Content of the material
- Agent Memory
- How To Play Pong On Terminal Details
- To run
- Reinforcement Learning Overview
- Preprocessing Frames
- Plotting the Results with TensorBoard and FloydHub
- How to know what to choose among various suggestions given for How To Play Pong On Terminal?
- ‘pong’ is not recognized
- Solution 1
- Solution 2
- Community QA
- Playing field too large
- Solution 2
Before I get into implementing agent memory, I want to explain what inspired researchers to use it in the first place.

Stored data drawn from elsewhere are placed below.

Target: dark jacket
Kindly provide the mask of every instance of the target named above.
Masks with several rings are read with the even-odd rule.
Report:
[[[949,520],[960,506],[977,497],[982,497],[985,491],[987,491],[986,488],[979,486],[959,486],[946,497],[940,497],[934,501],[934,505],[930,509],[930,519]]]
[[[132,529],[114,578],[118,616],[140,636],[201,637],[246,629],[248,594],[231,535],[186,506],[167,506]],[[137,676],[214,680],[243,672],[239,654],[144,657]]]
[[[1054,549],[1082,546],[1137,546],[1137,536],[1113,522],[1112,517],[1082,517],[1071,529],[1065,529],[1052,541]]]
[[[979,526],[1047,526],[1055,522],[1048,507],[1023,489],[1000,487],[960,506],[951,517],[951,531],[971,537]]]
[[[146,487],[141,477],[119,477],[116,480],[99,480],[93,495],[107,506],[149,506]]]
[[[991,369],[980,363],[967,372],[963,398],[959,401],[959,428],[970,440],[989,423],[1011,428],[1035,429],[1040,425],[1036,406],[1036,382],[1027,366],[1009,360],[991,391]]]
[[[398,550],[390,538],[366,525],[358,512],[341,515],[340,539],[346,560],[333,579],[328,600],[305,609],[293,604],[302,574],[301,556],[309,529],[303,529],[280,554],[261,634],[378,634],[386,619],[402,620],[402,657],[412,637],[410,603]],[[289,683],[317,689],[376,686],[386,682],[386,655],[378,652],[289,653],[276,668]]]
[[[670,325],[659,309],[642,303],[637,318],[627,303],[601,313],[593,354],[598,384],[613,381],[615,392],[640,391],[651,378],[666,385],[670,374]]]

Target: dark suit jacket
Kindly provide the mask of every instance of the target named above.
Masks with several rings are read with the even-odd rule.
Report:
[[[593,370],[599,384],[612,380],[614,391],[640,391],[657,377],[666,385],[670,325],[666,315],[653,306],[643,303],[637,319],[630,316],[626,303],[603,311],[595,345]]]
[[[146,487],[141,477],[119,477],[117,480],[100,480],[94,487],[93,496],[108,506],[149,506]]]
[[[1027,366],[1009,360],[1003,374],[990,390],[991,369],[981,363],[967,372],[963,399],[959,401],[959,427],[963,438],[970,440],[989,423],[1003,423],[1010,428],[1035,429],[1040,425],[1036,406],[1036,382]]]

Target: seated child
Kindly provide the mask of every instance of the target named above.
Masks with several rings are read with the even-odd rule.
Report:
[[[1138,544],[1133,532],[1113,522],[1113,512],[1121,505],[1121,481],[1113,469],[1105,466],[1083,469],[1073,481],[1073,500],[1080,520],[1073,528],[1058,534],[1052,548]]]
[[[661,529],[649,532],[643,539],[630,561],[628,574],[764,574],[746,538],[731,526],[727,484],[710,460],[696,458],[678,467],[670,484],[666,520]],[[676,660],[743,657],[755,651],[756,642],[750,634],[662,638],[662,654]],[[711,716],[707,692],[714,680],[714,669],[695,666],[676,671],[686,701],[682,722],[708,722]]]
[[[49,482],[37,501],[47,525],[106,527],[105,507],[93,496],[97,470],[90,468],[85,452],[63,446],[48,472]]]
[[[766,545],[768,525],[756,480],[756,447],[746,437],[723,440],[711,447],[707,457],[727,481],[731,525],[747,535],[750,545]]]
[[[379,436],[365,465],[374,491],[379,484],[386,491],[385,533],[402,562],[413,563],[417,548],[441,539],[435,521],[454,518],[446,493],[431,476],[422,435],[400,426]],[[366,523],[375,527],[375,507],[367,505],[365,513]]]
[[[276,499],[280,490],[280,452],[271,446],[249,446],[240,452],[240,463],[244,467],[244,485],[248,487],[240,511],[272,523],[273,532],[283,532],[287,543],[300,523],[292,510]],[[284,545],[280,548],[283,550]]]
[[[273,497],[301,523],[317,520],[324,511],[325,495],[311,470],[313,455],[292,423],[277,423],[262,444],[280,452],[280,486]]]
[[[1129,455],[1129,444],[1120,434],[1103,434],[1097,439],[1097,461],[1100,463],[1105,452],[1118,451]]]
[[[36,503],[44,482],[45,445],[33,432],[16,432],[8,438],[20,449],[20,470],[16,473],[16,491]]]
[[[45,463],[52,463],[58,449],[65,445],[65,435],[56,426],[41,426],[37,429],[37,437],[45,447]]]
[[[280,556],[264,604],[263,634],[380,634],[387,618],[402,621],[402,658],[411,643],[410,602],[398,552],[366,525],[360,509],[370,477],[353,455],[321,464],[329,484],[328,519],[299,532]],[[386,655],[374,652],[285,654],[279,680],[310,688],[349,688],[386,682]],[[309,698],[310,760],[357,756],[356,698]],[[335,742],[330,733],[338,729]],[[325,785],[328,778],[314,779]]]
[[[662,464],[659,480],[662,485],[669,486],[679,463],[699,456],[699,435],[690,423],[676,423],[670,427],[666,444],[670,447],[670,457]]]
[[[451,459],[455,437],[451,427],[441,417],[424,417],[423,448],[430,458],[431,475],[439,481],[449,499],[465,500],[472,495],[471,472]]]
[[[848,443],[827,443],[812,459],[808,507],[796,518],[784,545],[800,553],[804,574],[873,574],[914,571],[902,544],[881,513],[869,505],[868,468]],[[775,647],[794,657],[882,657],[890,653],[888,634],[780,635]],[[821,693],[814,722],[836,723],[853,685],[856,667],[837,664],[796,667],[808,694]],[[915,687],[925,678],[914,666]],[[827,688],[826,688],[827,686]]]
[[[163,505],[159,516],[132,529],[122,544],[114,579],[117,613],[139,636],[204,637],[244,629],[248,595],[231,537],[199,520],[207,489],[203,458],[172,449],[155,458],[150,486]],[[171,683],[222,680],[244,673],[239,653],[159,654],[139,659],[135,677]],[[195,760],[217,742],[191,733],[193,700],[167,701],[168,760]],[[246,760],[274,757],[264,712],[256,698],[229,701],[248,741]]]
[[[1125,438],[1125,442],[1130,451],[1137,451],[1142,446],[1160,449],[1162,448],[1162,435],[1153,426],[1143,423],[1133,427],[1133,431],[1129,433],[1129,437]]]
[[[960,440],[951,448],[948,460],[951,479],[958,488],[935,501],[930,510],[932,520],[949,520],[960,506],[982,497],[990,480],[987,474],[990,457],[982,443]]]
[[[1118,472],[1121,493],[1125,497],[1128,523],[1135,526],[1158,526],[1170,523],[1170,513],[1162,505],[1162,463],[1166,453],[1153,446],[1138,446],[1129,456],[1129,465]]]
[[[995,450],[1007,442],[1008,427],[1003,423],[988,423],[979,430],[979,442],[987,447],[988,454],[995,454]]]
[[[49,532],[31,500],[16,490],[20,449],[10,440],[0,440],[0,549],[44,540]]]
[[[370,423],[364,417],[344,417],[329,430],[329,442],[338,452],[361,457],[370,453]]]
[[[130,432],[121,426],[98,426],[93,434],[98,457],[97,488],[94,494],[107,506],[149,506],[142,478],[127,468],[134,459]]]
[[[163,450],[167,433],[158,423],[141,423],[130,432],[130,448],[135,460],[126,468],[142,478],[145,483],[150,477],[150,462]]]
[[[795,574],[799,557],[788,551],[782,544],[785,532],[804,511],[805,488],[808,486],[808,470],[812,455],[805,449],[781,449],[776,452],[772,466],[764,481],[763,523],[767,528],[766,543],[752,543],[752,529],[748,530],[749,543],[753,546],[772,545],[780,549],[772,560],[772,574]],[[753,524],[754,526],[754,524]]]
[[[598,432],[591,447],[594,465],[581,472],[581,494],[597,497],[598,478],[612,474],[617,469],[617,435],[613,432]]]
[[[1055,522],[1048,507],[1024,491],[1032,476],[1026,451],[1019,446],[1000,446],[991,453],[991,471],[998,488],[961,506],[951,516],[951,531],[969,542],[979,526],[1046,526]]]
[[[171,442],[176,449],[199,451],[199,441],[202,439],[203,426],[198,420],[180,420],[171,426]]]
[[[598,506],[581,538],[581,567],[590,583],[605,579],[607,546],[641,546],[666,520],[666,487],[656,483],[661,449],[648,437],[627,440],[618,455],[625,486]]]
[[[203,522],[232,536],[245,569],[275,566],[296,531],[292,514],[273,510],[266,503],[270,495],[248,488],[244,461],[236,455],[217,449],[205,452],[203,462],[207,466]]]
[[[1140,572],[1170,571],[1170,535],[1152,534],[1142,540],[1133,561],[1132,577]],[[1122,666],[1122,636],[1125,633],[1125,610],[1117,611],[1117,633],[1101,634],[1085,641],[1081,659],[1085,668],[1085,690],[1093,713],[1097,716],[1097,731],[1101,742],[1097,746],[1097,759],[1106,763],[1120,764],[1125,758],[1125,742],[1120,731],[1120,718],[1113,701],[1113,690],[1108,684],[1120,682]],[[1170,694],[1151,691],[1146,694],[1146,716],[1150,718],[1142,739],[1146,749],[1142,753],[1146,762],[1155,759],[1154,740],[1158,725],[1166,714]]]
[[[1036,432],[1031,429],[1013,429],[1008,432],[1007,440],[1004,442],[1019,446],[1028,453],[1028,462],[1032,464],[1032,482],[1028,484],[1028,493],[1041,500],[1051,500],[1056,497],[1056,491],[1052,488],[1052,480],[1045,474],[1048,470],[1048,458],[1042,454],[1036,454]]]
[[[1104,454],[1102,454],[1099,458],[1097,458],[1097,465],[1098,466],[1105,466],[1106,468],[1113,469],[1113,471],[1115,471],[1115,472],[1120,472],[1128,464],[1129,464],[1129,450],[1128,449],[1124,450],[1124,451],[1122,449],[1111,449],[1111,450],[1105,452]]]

When I first approached this project, I tried to train the agent using the data generated in real-time. So at timestep t, I would use the (S,A,R,S’) data from time (t-1) to train my agent.
The best way I can explain the problem with this is by going back to my early days in college. In my sophomore year, I had statics theory shoved down my throat for a year straight (I pursued mechanical engineering). Then in my junior year, I did nothing with statics and instead had machine design shoved down my throat. Come senior year, I’d forgotten everything there was to forget about statics.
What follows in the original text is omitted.